Adjuvant chemotherapy has usually been used for patients found to be at higher risk of recurrence. The adoption of single-cycle adjuvant chemotherapy raises the question of whether patients with lower risk should be offered this treatment. The Swenoteca group allowed patients with lower risk of recurrence to receive adjuvant BEP in their protocols and reported a less than 2% relapse risk [24]. We do not offer this approach routinely as this would expose 80% or more of patients to BEP who would not have relapsed and increases the overall burden of chemotherapy. There may be exceptional instances such as when surveillance or full course of BEP would be difficult when it might be considered.

The landscape of adjuvant therapy could be changed if there was better prognostication. We recently reported a new prognostic index that could split stage 1 NSGCT patients into 3 broad groups based on vascular invasion and whether they had expression of CXCL12 or had near 100% embryonal content [8]. Using these criteria, we identified a small group (10–15%) with a very high recurrence risk (>70%) and a significant group (∼40–50%) with a low risk of recurrence (∼10%) with the remainder having a 30–40% recurrence risk. This index needs further validation but may have implications for decision making regarding adjuvant therapy. We believe most clinicians would agree the low-risk group should be surveyed and the high-risk group would benefit from adjuvant therapy. The intermediate group may be more controversial. The total burden of chemotherapy for surveillance and adjuvant chemotherapy would be roughly similar. These patients might reasonably be surveyed but many may consider the risk high enough to justify adjuvant chemotherapy if a single cycle of BEP is used.

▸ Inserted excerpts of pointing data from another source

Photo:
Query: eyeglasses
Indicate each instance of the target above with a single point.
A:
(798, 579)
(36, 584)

This landscape is not static. More sophisticated genetic profiling may be on the horizon [29], and whilst data are emerging, that microRNA analysis may be a sensitive indicator of subclinical disease [2, 30]. Any impact on prognostication may affect the balance between surveillance and adjuvant therapy.

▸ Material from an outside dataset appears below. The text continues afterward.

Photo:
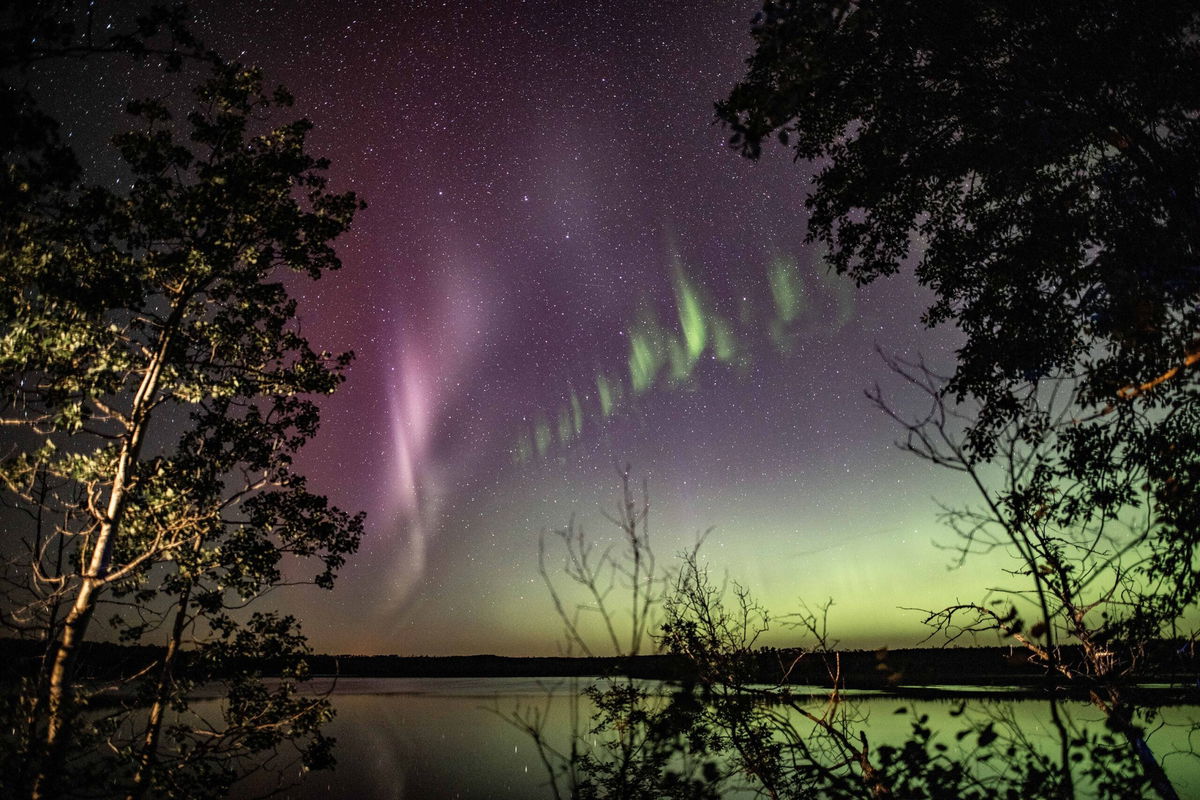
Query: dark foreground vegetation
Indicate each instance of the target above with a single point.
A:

It is possible that the increasing confidence in the use of adjuvant BEP could change the treatment algorithm in other areas. For instance, could single-cycle BEP with less-invasive surgical techniques lead to a resurgence of surgical management of low-volume (stage 2) NSGCT [31]?

5. Conclusion

Single-cycle BEP is effective at reducing the risk of recurrence of stage 1 NSGCT to less than 5% and should be the preferred over two cycles of BEP if adjuvant therapy is chosen rather than surveillance. However, surveillance approaches can legitimately still be offered to all patients.

Conflicts of Interest

The authors declare that they have no conflicts of interest.

Acknowledgments

The authors acknowledge support of The Royal Marsden/Institute of Cancer Research NIHR Biomedical Research Centre and the Josh Carrick Foundation.